Component data validation

During development time the data provided to the props can be validated against the schema. This will give developers an early warning that something is off.

For schema to be validated, two conditions must be met:

  1. The justinrainbow/json-schema composer package must be installed. This can easily be installed via drupal/core-dev:
    composer require drupal/core-dev --dev
  2. Assertions must be enabled. If assertions are disabled within your local environment, you can add the following to your settings.php to enable them:
    ini_set('zend.assertions', 1);

Writing the schema for your components is mandatory if the component lives in a module or a theme that contains enforce_prop_schemas: true in its info file.

Note that enforce_prop_schemas: false only applies to the absence of a schema definition for the entire component. Even with this setting present, each individual element of the schema will be validated individually.

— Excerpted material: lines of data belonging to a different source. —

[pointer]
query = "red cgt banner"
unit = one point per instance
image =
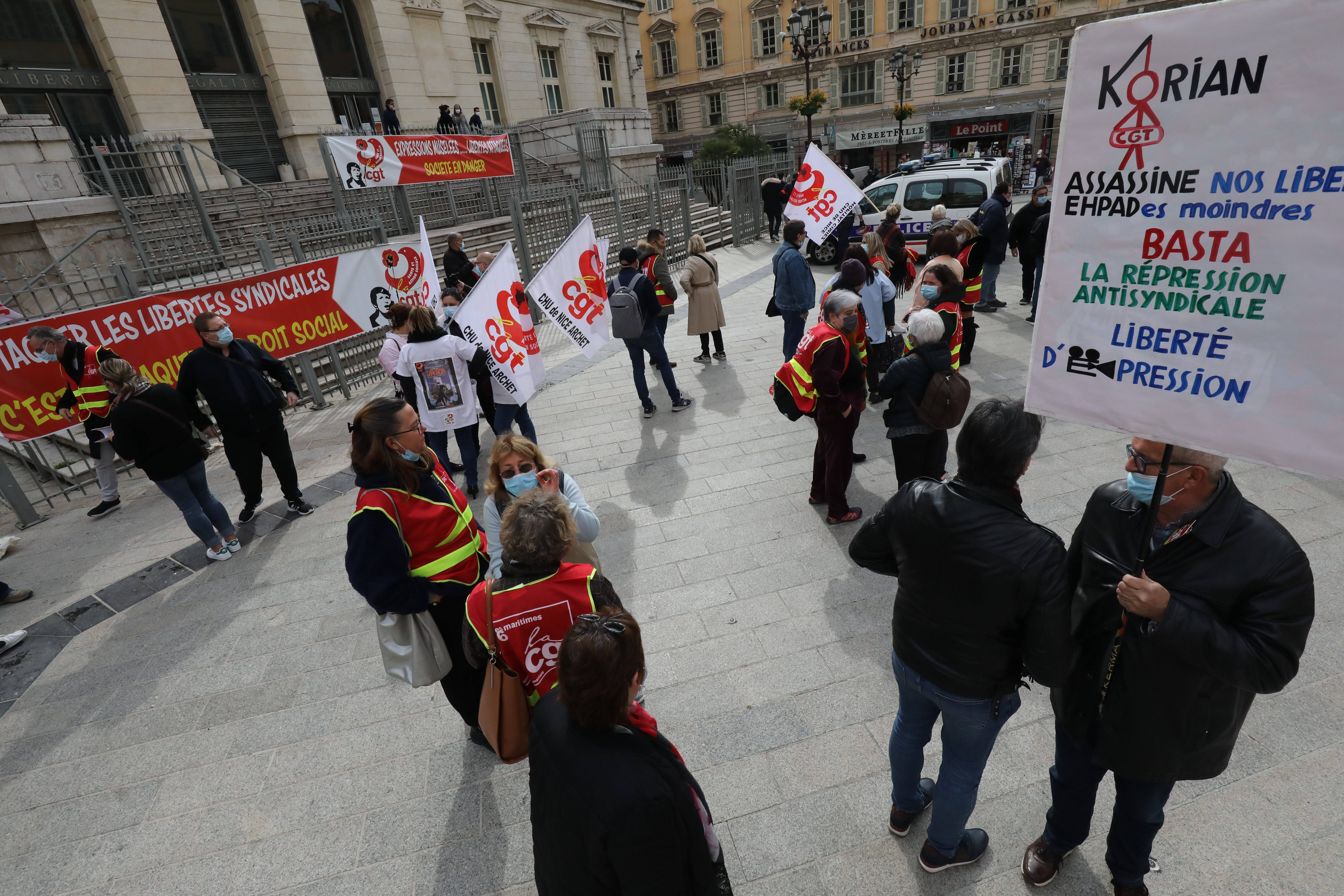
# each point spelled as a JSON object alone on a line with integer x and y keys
{"x": 390, "y": 160}
{"x": 287, "y": 311}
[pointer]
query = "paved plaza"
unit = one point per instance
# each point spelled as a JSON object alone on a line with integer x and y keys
{"x": 234, "y": 733}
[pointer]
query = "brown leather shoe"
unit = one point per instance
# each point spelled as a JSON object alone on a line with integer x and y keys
{"x": 1041, "y": 863}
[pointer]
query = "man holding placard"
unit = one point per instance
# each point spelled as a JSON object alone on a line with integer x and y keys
{"x": 1167, "y": 663}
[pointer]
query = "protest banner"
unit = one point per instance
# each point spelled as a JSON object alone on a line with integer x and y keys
{"x": 392, "y": 160}
{"x": 822, "y": 195}
{"x": 497, "y": 319}
{"x": 572, "y": 289}
{"x": 288, "y": 311}
{"x": 1186, "y": 285}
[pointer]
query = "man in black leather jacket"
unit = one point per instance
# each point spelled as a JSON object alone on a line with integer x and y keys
{"x": 1221, "y": 614}
{"x": 982, "y": 604}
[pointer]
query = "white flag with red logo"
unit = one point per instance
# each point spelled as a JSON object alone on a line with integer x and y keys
{"x": 497, "y": 318}
{"x": 572, "y": 289}
{"x": 822, "y": 195}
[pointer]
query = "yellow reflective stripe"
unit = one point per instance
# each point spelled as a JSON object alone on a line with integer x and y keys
{"x": 449, "y": 561}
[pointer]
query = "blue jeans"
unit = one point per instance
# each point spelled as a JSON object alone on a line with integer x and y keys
{"x": 795, "y": 323}
{"x": 466, "y": 445}
{"x": 651, "y": 342}
{"x": 204, "y": 512}
{"x": 1035, "y": 289}
{"x": 970, "y": 730}
{"x": 988, "y": 279}
{"x": 1134, "y": 824}
{"x": 505, "y": 417}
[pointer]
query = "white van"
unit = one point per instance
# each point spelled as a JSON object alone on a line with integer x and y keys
{"x": 960, "y": 185}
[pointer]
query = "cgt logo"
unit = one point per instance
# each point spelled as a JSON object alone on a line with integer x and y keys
{"x": 1140, "y": 127}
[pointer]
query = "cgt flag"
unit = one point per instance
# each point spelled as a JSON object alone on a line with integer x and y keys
{"x": 497, "y": 319}
{"x": 572, "y": 289}
{"x": 822, "y": 195}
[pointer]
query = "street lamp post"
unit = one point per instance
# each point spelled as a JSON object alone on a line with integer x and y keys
{"x": 808, "y": 50}
{"x": 897, "y": 68}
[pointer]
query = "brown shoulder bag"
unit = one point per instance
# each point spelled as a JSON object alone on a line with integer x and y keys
{"x": 505, "y": 714}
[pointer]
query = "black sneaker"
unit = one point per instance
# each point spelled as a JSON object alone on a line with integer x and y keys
{"x": 901, "y": 821}
{"x": 105, "y": 508}
{"x": 972, "y": 847}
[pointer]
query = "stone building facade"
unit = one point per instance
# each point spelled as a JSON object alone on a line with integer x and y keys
{"x": 257, "y": 81}
{"x": 991, "y": 72}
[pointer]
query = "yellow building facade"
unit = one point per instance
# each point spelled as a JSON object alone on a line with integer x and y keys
{"x": 991, "y": 78}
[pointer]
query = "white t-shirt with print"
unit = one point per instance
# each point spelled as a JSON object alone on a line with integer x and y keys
{"x": 444, "y": 391}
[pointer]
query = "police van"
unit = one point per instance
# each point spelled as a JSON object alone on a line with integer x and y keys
{"x": 962, "y": 186}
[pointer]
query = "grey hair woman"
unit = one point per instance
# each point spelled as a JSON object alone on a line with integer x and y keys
{"x": 917, "y": 449}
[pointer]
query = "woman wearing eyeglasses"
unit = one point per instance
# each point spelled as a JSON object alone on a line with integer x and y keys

Overriding components provided by other modules or themes

Only themes can override components (modules cannot override). For a theme to override a component, use the replaces key within the mytheme.component.yml file.

In addition, both components must have schemas defined within their YML files, and the schemas’ props and slots must match.

The value of the replaces key must refer to the other component using the machine name of the module/theme and the machine name of the component, delimited with a colon (:). In the example below, sdc_theme_test is the name of the theme that contains the component to be replaced, and my-card is the machine name of that component.

replaces: 'sdc_theme_test:my-card'

Manual enablement needed in 10.2.x or earlier

Starting with Drupal 10.3, Single-Directory Components became part of Drupal Core's render system. If you're using Drupal 10.2 or earlier, you must enable the module in Core manually to use this feature.